The Genome Reference Consortium (GRC) is an international collective of academic and research institutes with expertise in genome mapping, sequencing, and informatics, formed to improve the representation of reference genomes. At the time the human reference was initially described, it was clear that some regions were uncooperative to closure with existing technology. The main reason for improving the reference assemblies is that they are the cornerstones upon which all whole genome studies are based.
When the Human Genome Project was completed in 2003, many thought that meant the entire human genome had been fully sequenced. In reality there were sections of the sequence that remained unfinished, containing gaps, missing information and misaligned or misrepresented regions. To improve the sequence quality and accuracy of the human assembly, the Genome Reference Consortium (GRC) was created.
The Genome Reference Consortium (GRC) was founded in 2007 to improve the reference genome assemblies of human, mouse and zebrafish. One of the first tasks was to modernize the assembly model to make sure that complex variation within a species can be captured and represented. The GRC also guarantees INSDC submission and long term maintenance of all produced assemblies. All this is achieved through genome analysis and additional sequencing and collection of other data, for instance optical mapping.
Initially the focus lies with the Human and Mouse reference genomes, but in mid-late 2010 full maintenance and improvement of the Zebrafish genome sequence was also added to the GRC. The goal of the Consortium is to correct the small number of regions in the reference that are currently misrepresented, to close as many remaining gaps as possible and to produce alternative assemblies of structurally variant loci when necessary.
The GRC is a concerted effort which interacts with many groups in the scientific community, however the primary member institutes are;
- The Welcome Sanger Institute
- The McDonnell Genome Institute at Washington University
- The European Bioinformatics Institute
- The National Center for Biotechnology Information
Some of the problems associated with sequencing the human genome include hard to sequence repetitive or variable regions, inaccurately assembled areas and regions where no sequence exists at all.
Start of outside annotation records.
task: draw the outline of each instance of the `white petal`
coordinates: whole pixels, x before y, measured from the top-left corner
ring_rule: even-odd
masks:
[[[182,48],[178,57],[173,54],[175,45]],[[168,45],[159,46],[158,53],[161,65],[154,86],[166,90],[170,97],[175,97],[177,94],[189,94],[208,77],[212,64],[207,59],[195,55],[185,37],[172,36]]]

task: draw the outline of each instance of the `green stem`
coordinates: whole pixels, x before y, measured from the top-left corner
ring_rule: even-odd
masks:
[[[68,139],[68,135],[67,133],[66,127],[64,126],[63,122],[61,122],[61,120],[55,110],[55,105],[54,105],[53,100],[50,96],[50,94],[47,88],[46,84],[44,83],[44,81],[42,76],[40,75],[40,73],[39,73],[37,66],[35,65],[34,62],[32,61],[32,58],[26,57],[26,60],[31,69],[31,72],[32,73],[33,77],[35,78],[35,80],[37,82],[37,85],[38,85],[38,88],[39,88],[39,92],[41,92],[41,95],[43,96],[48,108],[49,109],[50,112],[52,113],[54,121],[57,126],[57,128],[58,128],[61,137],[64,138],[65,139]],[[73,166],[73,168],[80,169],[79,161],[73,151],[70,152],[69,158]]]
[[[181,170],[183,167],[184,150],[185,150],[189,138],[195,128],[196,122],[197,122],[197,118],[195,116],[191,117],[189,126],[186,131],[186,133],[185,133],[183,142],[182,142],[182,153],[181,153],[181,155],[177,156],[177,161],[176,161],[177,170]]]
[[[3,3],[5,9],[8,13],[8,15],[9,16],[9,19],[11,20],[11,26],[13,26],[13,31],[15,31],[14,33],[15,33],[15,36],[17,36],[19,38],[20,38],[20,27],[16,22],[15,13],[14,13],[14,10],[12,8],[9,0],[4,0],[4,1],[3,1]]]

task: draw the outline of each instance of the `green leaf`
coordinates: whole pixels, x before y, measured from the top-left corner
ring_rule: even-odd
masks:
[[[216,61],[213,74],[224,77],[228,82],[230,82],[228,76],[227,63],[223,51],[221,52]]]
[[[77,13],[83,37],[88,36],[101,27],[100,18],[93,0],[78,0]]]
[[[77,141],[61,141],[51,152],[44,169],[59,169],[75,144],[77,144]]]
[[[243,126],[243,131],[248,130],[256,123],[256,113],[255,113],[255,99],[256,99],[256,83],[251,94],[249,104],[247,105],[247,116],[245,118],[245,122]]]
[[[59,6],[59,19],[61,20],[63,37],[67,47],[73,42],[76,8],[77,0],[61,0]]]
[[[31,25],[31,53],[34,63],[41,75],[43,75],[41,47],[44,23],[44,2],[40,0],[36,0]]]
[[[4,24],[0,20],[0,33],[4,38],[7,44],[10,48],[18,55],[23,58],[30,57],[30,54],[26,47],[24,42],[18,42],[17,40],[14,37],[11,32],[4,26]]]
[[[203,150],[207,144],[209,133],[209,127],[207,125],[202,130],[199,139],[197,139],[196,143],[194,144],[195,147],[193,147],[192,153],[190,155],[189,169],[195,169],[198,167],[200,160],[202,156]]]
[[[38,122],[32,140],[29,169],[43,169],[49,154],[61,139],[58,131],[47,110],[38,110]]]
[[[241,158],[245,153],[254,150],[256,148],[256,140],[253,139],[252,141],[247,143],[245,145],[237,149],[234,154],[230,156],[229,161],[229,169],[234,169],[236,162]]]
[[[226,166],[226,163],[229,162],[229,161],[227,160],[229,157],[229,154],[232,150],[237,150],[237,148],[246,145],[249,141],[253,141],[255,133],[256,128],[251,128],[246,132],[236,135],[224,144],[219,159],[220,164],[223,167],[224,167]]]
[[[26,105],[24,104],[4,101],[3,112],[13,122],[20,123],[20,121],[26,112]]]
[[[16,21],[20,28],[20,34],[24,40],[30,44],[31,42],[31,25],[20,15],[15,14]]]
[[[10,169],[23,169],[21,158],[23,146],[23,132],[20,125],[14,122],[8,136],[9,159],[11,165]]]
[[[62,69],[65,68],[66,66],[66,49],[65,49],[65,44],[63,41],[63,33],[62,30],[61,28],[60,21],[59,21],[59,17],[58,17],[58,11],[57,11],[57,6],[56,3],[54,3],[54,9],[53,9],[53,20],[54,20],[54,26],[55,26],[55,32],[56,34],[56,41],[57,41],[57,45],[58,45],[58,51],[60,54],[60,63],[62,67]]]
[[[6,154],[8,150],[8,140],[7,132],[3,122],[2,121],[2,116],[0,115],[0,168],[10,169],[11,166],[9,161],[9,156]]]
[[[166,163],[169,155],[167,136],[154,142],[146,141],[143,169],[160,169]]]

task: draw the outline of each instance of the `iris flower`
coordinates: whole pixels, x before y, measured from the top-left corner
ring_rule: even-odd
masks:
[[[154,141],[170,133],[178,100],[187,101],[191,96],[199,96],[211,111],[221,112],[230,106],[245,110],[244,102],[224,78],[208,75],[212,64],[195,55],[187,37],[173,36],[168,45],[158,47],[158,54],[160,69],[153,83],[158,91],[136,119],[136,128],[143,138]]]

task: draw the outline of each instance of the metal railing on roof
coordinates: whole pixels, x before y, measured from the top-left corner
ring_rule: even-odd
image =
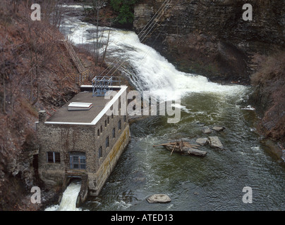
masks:
[[[93,96],[104,96],[109,91],[114,90],[114,86],[121,86],[121,77],[97,76],[92,84]]]

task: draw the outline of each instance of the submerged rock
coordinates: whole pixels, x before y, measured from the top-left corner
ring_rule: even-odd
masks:
[[[225,129],[226,129],[226,127],[220,127],[220,126],[214,126],[214,127],[212,127],[212,129],[213,129],[216,131],[222,131]]]
[[[217,136],[210,136],[209,139],[211,147],[224,150],[223,144]]]
[[[152,195],[148,197],[147,200],[149,203],[167,203],[171,201],[169,195],[164,194]]]
[[[202,129],[202,132],[203,132],[204,134],[211,134],[212,133],[212,131],[211,131],[211,129],[209,128],[209,127],[204,127]]]
[[[209,143],[209,139],[207,138],[198,139],[196,143],[200,145],[207,145]]]

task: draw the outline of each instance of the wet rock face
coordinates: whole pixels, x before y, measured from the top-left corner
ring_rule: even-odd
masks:
[[[138,34],[164,2],[145,0],[135,7]],[[245,21],[243,6],[253,6]],[[285,48],[282,1],[181,0],[174,1],[147,35],[153,46],[181,70],[208,75],[212,80],[249,82],[252,54],[274,45]]]

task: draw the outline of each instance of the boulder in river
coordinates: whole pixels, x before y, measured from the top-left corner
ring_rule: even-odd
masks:
[[[221,127],[221,126],[214,126],[214,127],[212,127],[212,129],[213,129],[216,131],[222,131],[225,129],[226,129],[226,127]]]
[[[209,143],[209,139],[207,138],[198,139],[196,143],[200,145],[207,145]]]
[[[202,132],[203,132],[204,134],[211,134],[212,131],[209,127],[205,127],[202,129]]]
[[[147,198],[149,203],[168,203],[171,201],[171,198],[167,195],[155,194]]]
[[[211,147],[224,150],[223,144],[217,136],[210,136],[209,139]]]

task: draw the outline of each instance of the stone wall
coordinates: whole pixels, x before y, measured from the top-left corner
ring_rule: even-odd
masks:
[[[39,119],[37,134],[38,171],[41,179],[48,187],[52,187],[64,185],[66,174],[87,174],[90,193],[98,195],[129,142],[128,117],[121,115],[119,111],[119,115],[104,115],[95,125],[54,124],[45,122],[45,114],[42,111]],[[119,121],[121,129],[119,129]],[[115,137],[113,137],[113,129]],[[106,146],[107,137],[109,146]],[[102,155],[99,153],[100,147]],[[59,153],[60,162],[48,162],[47,152]],[[86,169],[70,169],[71,152],[85,154]]]

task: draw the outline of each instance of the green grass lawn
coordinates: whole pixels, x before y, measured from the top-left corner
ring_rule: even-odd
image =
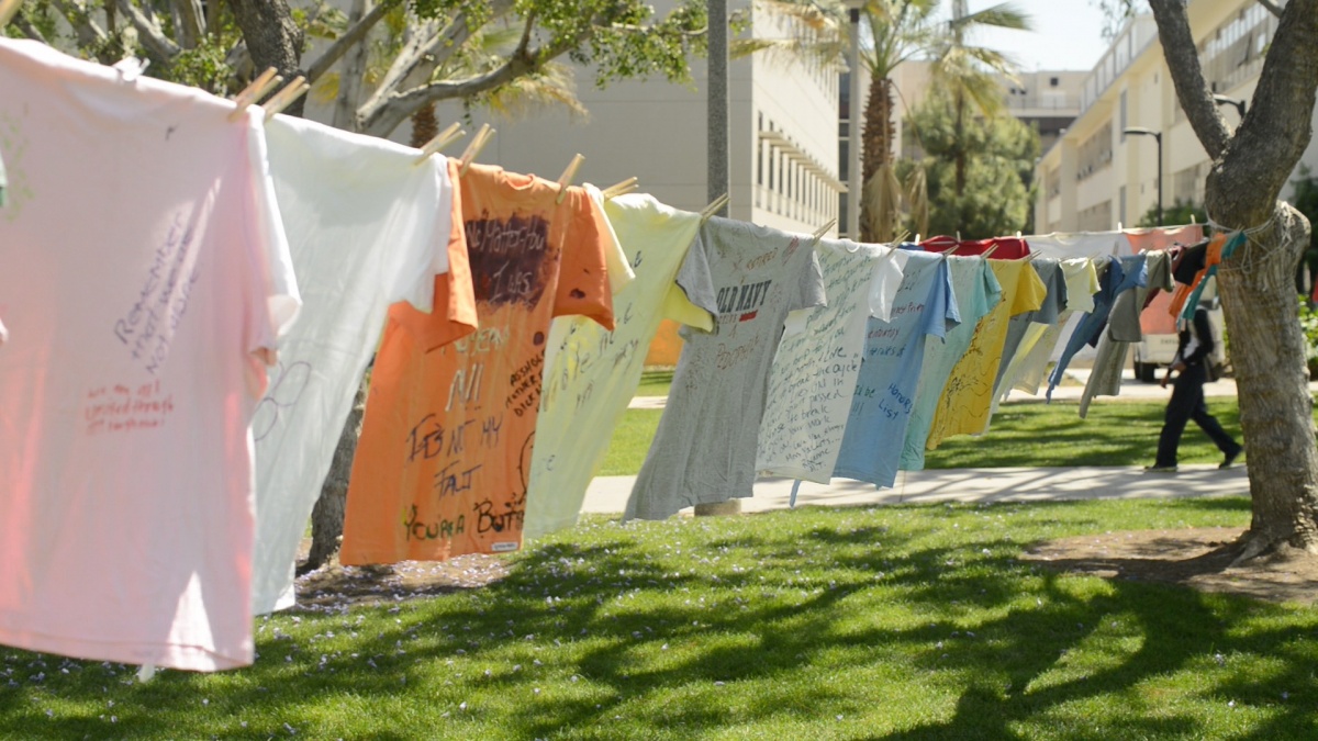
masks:
[[[1020,465],[1148,465],[1153,463],[1165,403],[1094,403],[1081,419],[1077,402],[1003,405],[987,434],[949,438],[925,456],[925,468],[1003,468]],[[1238,440],[1235,400],[1209,400],[1211,411]],[[629,409],[613,432],[601,476],[641,471],[662,410]],[[1181,463],[1219,463],[1222,454],[1191,422],[1181,438]]]
[[[501,581],[257,621],[215,675],[0,647],[0,738],[1314,738],[1318,613],[1025,545],[1243,498],[587,518]]]
[[[637,386],[638,397],[666,397],[672,386],[672,369],[648,369],[641,373],[641,385]]]

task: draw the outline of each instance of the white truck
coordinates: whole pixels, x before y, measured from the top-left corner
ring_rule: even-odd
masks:
[[[1209,324],[1213,327],[1213,353],[1209,359],[1213,363],[1214,374],[1220,376],[1226,365],[1227,353],[1226,336],[1222,331],[1222,305],[1217,298],[1217,278],[1207,278],[1209,285],[1203,289],[1201,302],[1209,309]],[[1159,368],[1166,368],[1176,357],[1177,332],[1176,319],[1168,314],[1172,305],[1172,295],[1159,291],[1157,297],[1140,314],[1140,331],[1144,339],[1135,343],[1131,355],[1135,361],[1135,377],[1147,384],[1156,384]]]

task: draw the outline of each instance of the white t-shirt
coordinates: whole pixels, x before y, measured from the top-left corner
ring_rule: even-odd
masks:
[[[385,314],[431,310],[453,222],[444,157],[418,163],[415,149],[289,116],[266,137],[303,307],[252,422],[256,614],[293,605],[298,546]]]
[[[705,331],[714,324],[709,264],[700,245],[692,247],[700,215],[642,194],[619,195],[602,207],[623,252],[623,266],[635,265],[634,280],[619,287],[610,274],[612,332],[585,316],[554,319],[548,344],[555,353],[544,372],[535,422],[525,538],[576,525],[587,487],[641,382],[659,320],[670,318]]]
[[[299,306],[260,111],[0,40],[0,643],[252,662],[250,421]]]

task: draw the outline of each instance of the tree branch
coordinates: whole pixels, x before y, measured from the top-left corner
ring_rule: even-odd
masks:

The GRC’s collective expertise in genome mapping, sequencing and informatics is helping to correct such issues. GRC is closing remaining gaps and providing alternative assemblies, where needed, to show an increased understanding of genomic structure and variation.
The GRC produces two types of assembly updates:
(1) Major releases, in which chromosome coordinates are changed
(2) Minor releases, in which chromosome coordinates do not change and updates are provided as standalone patch scaffold sequences
The consortium is very open to collaboration. They encourage scientists worldwide to report their own sequencing issues and inaccuracies, which are then systems.
As of September 2019, the major assembly releases for human, mouse, zebrafish, and chicken are GRCh38, GRCm38, GRCz11, and GRCg6a respectively. Major assembly releases do not follow a fixed cycle, however there are “minor” assembly updates in the form of genome patches which either correct errors in the assembly or add additional alternate loci.